Has the power corner at Bethesda Row moved to Amazon Books?

Buskers still lurk on the plaza outside the former Barnes & Noble bookstore at the corner of Bethesda and Woodmont Avenues. But as the lingering crowd there grows smaller, musicians have - for the first time - been setting up on the smaller plaza outside of the new Amazon Books store (or as you see in the video here, on Bethesda Lane around the corner from Amazon). The smaller plaza always had a nice fountain running like the Barnes & Noble plaza, but it was often a ghost town when Urban Country had the corner spot at Arlington Road and Bethesda Avenue.

The lengthy construction of Anthropologie in the Barnes & Noble space is changing public behavior, and its unclear if that corner can regain its old status when the store and Terrain Cafe open this fall. Anthropologie by nature appeals to a much narrower demographic than a large-inventory bookstore, and you won't be able to simply hang out like you could at Barnes & Noble. Foot traffic could well be less than Amazon Books.

Amazon Books indeed has fairly good traffic considering what a tough spot they are in. After a sluggish start during which the store almost looked like it wasn't open from the outside, bright lights were installed that, in some cases, literally aim at passersby and motorists like a light cannon. Traffic began to pick up with the new lighting, and a few weeks ago, for the first time, I saw a music duo and a few spectators passing time on the Amazon corner.

Amazon founder and CEO Jeff Bezos recently made a surprise but low-key visit to the Bethesda Row store, according to a source. One thing majorly missing is the small coffee shop/cafe that was supposed to be part of the Amazon Books bricks-and-mortar experience. Without it, you really can't hang out, and the store is simply too cramped to want to, anyway. They do have a nice selection of gadgets, toys and games, which Barnes & Noble previously provided in greater quantities, minus the Amazon tech.

But despite the few disappointments, there is a real question as to whether the power corner at Bethesda Row has moved, and that certainly presents an additional challenge to Anthropologie. Like many public use patterns at new urbanist developments, it is fascinating to watch how the public uses the available space, and not necessarily in the way the designers intended.


Anonymous said...

I’m surprised buskers are allowed to play within Bethesda Row on Bethesda Lane, as it is a privatey owned public space (POPS), owned by Ferderal Realty. Perhaps since Redwood and the Cork and Fork have closed, no retailers are present to complain about the musicians.
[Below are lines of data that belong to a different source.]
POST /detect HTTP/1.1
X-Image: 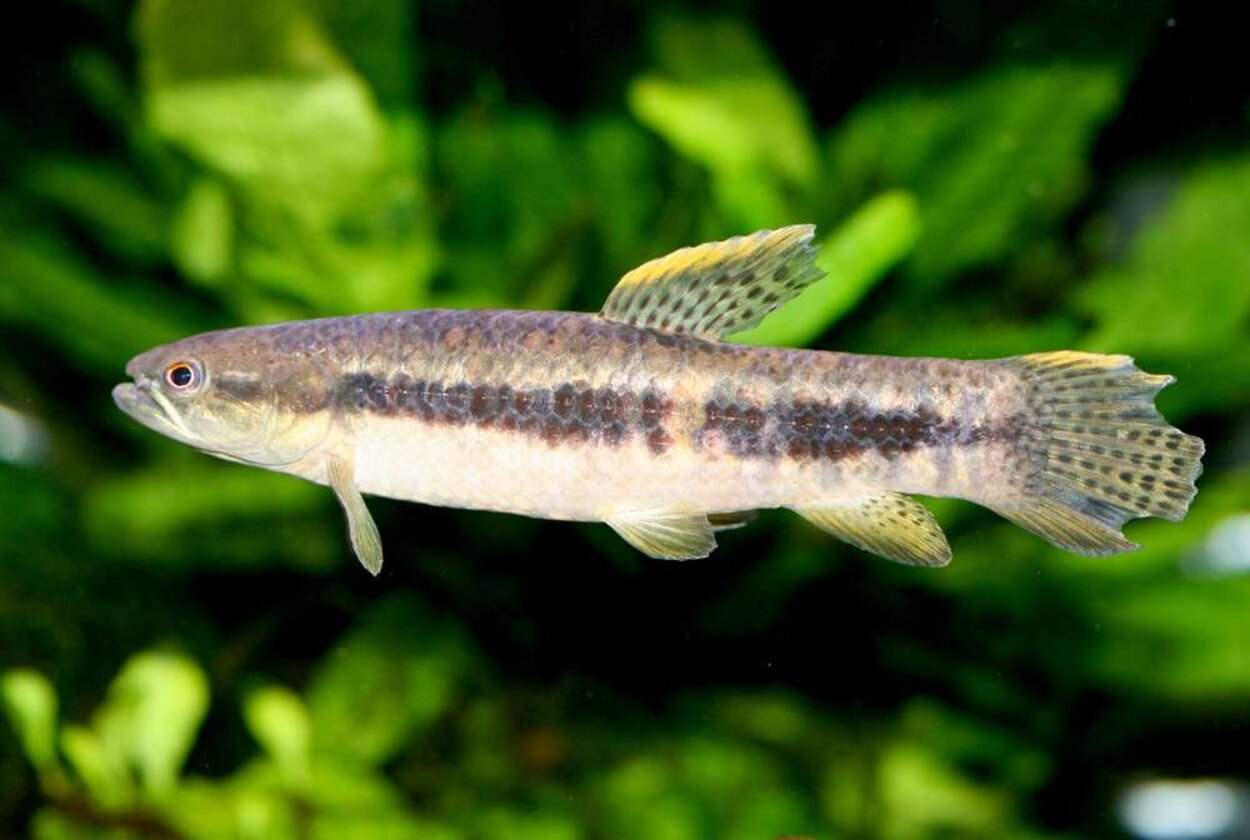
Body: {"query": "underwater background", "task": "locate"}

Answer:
[0,0,1250,840]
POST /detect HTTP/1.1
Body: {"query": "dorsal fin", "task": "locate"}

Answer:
[601,225,825,340]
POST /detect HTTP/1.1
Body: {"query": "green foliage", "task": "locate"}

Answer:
[829,63,1124,287]
[0,0,1250,840]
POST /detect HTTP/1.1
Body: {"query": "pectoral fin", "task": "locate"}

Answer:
[325,458,383,575]
[794,493,950,566]
[606,510,716,560]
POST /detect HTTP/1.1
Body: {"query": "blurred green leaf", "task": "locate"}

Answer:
[879,743,1005,839]
[94,653,209,796]
[826,61,1125,290]
[734,191,920,348]
[1078,156,1250,358]
[23,156,165,264]
[629,18,820,228]
[169,178,235,286]
[60,725,134,808]
[139,0,436,320]
[0,225,194,375]
[244,686,313,789]
[0,669,58,778]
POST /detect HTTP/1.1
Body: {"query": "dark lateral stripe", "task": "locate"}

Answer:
[695,400,1019,460]
[334,373,673,455]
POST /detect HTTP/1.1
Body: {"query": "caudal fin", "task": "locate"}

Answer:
[990,351,1204,555]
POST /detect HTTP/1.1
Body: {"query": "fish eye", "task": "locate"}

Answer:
[165,361,201,391]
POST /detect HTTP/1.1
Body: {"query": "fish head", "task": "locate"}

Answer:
[113,328,333,469]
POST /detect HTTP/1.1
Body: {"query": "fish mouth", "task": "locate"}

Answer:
[113,379,198,445]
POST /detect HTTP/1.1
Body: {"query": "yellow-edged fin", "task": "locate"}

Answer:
[601,225,825,340]
[794,493,950,566]
[989,350,1205,555]
[606,510,716,560]
[325,458,383,575]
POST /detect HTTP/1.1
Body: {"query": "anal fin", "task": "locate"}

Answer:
[605,510,716,560]
[325,458,383,575]
[708,510,760,531]
[794,493,950,566]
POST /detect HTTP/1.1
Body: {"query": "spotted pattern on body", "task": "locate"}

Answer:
[334,373,673,455]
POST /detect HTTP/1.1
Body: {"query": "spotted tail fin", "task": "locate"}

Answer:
[990,351,1204,555]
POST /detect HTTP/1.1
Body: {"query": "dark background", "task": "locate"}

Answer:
[0,0,1250,839]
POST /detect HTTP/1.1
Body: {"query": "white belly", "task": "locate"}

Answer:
[355,418,830,521]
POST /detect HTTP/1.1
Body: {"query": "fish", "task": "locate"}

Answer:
[113,225,1204,575]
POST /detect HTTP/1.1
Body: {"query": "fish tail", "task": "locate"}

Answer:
[989,351,1204,555]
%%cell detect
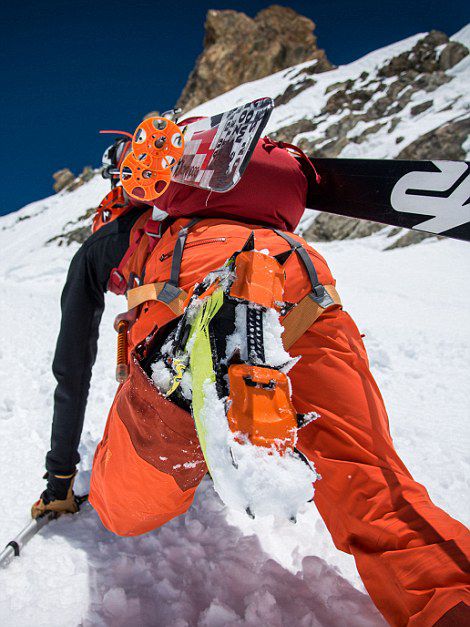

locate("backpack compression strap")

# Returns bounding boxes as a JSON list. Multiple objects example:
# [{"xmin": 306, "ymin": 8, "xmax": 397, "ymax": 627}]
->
[
  {"xmin": 273, "ymin": 229, "xmax": 341, "ymax": 350},
  {"xmin": 127, "ymin": 218, "xmax": 201, "ymax": 316}
]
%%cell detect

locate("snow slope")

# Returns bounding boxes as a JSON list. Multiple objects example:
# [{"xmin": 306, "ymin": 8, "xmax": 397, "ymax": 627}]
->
[
  {"xmin": 0, "ymin": 27, "xmax": 470, "ymax": 627},
  {"xmin": 188, "ymin": 25, "xmax": 470, "ymax": 159},
  {"xmin": 0, "ymin": 167, "xmax": 470, "ymax": 627}
]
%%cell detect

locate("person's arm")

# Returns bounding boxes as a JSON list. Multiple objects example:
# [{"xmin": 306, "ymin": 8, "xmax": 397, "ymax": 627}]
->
[{"xmin": 46, "ymin": 208, "xmax": 141, "ymax": 476}]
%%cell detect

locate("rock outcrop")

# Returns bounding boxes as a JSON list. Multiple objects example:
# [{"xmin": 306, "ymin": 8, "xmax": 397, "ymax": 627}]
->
[
  {"xmin": 52, "ymin": 168, "xmax": 75, "ymax": 193},
  {"xmin": 177, "ymin": 5, "xmax": 332, "ymax": 111},
  {"xmin": 52, "ymin": 165, "xmax": 96, "ymax": 193}
]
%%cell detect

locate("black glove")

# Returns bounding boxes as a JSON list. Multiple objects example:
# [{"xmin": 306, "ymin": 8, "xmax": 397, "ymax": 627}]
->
[{"xmin": 31, "ymin": 470, "xmax": 79, "ymax": 518}]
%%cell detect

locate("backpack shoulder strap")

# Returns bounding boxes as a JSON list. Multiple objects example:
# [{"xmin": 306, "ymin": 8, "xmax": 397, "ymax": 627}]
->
[{"xmin": 273, "ymin": 229, "xmax": 341, "ymax": 350}]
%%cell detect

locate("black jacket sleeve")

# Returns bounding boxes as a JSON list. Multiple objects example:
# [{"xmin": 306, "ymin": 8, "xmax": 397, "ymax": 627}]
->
[{"xmin": 46, "ymin": 208, "xmax": 142, "ymax": 474}]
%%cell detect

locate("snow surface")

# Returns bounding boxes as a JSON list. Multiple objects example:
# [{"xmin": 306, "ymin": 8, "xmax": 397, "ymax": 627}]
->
[{"xmin": 0, "ymin": 28, "xmax": 470, "ymax": 627}]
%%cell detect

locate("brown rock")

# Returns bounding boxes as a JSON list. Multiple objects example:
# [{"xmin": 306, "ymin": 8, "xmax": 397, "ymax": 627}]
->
[
  {"xmin": 52, "ymin": 168, "xmax": 75, "ymax": 192},
  {"xmin": 177, "ymin": 5, "xmax": 332, "ymax": 111},
  {"xmin": 379, "ymin": 30, "xmax": 449, "ymax": 77},
  {"xmin": 397, "ymin": 118, "xmax": 470, "ymax": 161},
  {"xmin": 439, "ymin": 41, "xmax": 469, "ymax": 70}
]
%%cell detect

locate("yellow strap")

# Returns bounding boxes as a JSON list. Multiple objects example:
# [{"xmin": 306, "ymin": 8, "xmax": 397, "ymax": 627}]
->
[
  {"xmin": 165, "ymin": 359, "xmax": 186, "ymax": 397},
  {"xmin": 282, "ymin": 285, "xmax": 341, "ymax": 350},
  {"xmin": 127, "ymin": 281, "xmax": 187, "ymax": 316}
]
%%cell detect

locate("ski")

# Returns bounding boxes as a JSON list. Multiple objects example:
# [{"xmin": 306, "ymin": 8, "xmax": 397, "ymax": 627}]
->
[
  {"xmin": 118, "ymin": 98, "xmax": 274, "ymax": 202},
  {"xmin": 172, "ymin": 98, "xmax": 274, "ymax": 192},
  {"xmin": 307, "ymin": 157, "xmax": 470, "ymax": 242}
]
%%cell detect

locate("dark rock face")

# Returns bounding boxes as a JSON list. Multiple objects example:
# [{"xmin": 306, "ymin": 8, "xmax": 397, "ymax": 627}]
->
[
  {"xmin": 52, "ymin": 165, "xmax": 96, "ymax": 193},
  {"xmin": 272, "ymin": 31, "xmax": 470, "ymax": 250},
  {"xmin": 47, "ymin": 207, "xmax": 96, "ymax": 246},
  {"xmin": 52, "ymin": 168, "xmax": 75, "ymax": 192},
  {"xmin": 397, "ymin": 118, "xmax": 470, "ymax": 161},
  {"xmin": 177, "ymin": 5, "xmax": 332, "ymax": 111},
  {"xmin": 303, "ymin": 213, "xmax": 383, "ymax": 242}
]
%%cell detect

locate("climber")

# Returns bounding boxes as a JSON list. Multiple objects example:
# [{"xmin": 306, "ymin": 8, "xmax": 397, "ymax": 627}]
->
[{"xmin": 33, "ymin": 135, "xmax": 470, "ymax": 627}]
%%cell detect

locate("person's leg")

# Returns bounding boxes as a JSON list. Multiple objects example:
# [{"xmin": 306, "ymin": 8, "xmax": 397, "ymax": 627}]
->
[
  {"xmin": 290, "ymin": 309, "xmax": 470, "ymax": 626},
  {"xmin": 90, "ymin": 359, "xmax": 207, "ymax": 536}
]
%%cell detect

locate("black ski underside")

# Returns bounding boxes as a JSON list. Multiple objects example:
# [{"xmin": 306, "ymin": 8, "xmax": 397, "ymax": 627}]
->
[{"xmin": 307, "ymin": 157, "xmax": 470, "ymax": 241}]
Some of these musicians are quite good, and some seem to be stuck in a very repeatitive loop of the same guitar riff, playing the same one or two songs over, and over and over. I wish they would expand their song list. Yes Rick, I am talking about you. I do miss the guy that played the electric violin. He often drew a very large crowd, with his hauntingly beautiful looped and layered performances.

Anonymous said...

"[B]right lights were installed that, in some cases, literally aim at passersby and motorists like a light cannon."

Nope. LOL

Robert Dyer said...

9:09: *YEP* I know it's hard for you to know what's going on when your bosses don't get around to Bethesda that often, but anyone who has driven up Arlington Road and stopped at the light at Bethesda Avenue facing the store knows exactly what I'm talking about.

6:21: Yes, there are definitely some who need to expand their repertoire. I also don't understand what regulates the space for these acts - what happens if somebody else sets up in the same area with a louder amp than the current guy? What's to stop them?

Anonymous said...

I hope that Robert tips those buskers. But sadly, I can't picture him doing that.

Anonymous said...

The "center" will move back again to old B&N when Anthropologie closes and Amazon relocates. Much better spot for them on multiple fronts.

Anonymous said...

I'm skeptical. I guess if the outdoor plaza and Cafe are well executed.

Seems like Amazon books would have wider interest, but missed not have a coffee bar.